Do najpoważniejszego zdarzenia doszło w niedzielę po godzinie 6:30 w Olsztynie na ulicy Wilczyńskiego. 39-letni kierujący toyotą z nieustalonych dotąd przyczyn stracił panowanie nad pojazdem, uderzył w hydrant, znak drogowy i zjechał z jezdni na pobocze. Mężczyzna był trzeźwy, został przewieziony do szpitala. Pasażerowi, który z nim podróżował nic poważnego się nie stało. Policjanci będą wyjaśniać to, z jakich przyczyn doszło do zdarzenia.
W sobotnią noc operator numeru alarmowego odebrał zgłoszenie o tym, że pod jednym z bloków na olsztyńskim osiedlu Zatorze mężczyzna w taki sposób manewrował swoim seatem, że uderzył w budynek i znajdujące się przy nim barierki. Z relacji świadków wynikało, że kierujący może być nietrzeźwy, świadkowie nie pozwolili mu uciec z miejsca zdarzenia. Skierowani na miejsce policjanci zbadali stan trzeźwości 31-latka z wynikiem ponad 1,5 promila alkoholu w organizmie. Mężczyzna stracił prawo jazdy, grozi mu kara do 3 lat pozbawienia wolności i co najmniej 3-letni zakaz prowadzenia pojazdów.
Niecałe pół promila „wydmuchał” 22-latek, który w niedzielę wybrał się na nocną przejażdżkę rowerową ulicami Olsztynka. Do kontroli zatrzymali go policjanci w miejscowego komisariatu. Kierujący jednośladem został ukarany mandatem w wysokości 1000 zł.
Przez najbliższe 3 miesiące swojego prawa jazdy nie zobaczy 22-latek, który rozpędził swoje audi do 113 km/h przy ograniczeniu do pięćdziesiątki. Policjanci zatrzymali go do kontroli drogowej sobotnim wieczorem na al. Warszawskiej w Olsztynie.
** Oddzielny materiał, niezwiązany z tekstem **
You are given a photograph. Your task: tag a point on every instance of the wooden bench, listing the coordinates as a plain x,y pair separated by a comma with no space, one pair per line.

Kierowca został ukarany mandatem w wysokości 2000 zł i 14 punktami karnymi.
Za kierowanie samochodem mimo obowiązującego zakazu prowadzenia pojazdów odpowie 24-letni kierujący peugeotem zatrzymany do kontroli drogowej w Olsztynie przy al. Piłsudskiego. Mężczyzna w niedzielę przed godziną 2 w nocy postanowił przejechać za sygnalizator nadający światło czerwone. Wszystko na oczach olsztyńskich wywiadowców, którzy od razu podjęli interwencję. W czasie legitymowania okazało się też, że 24-latek jest poszukiwany w związku z tym, że ignorował wezwania śledczych do stawienia się na czynności procesowe.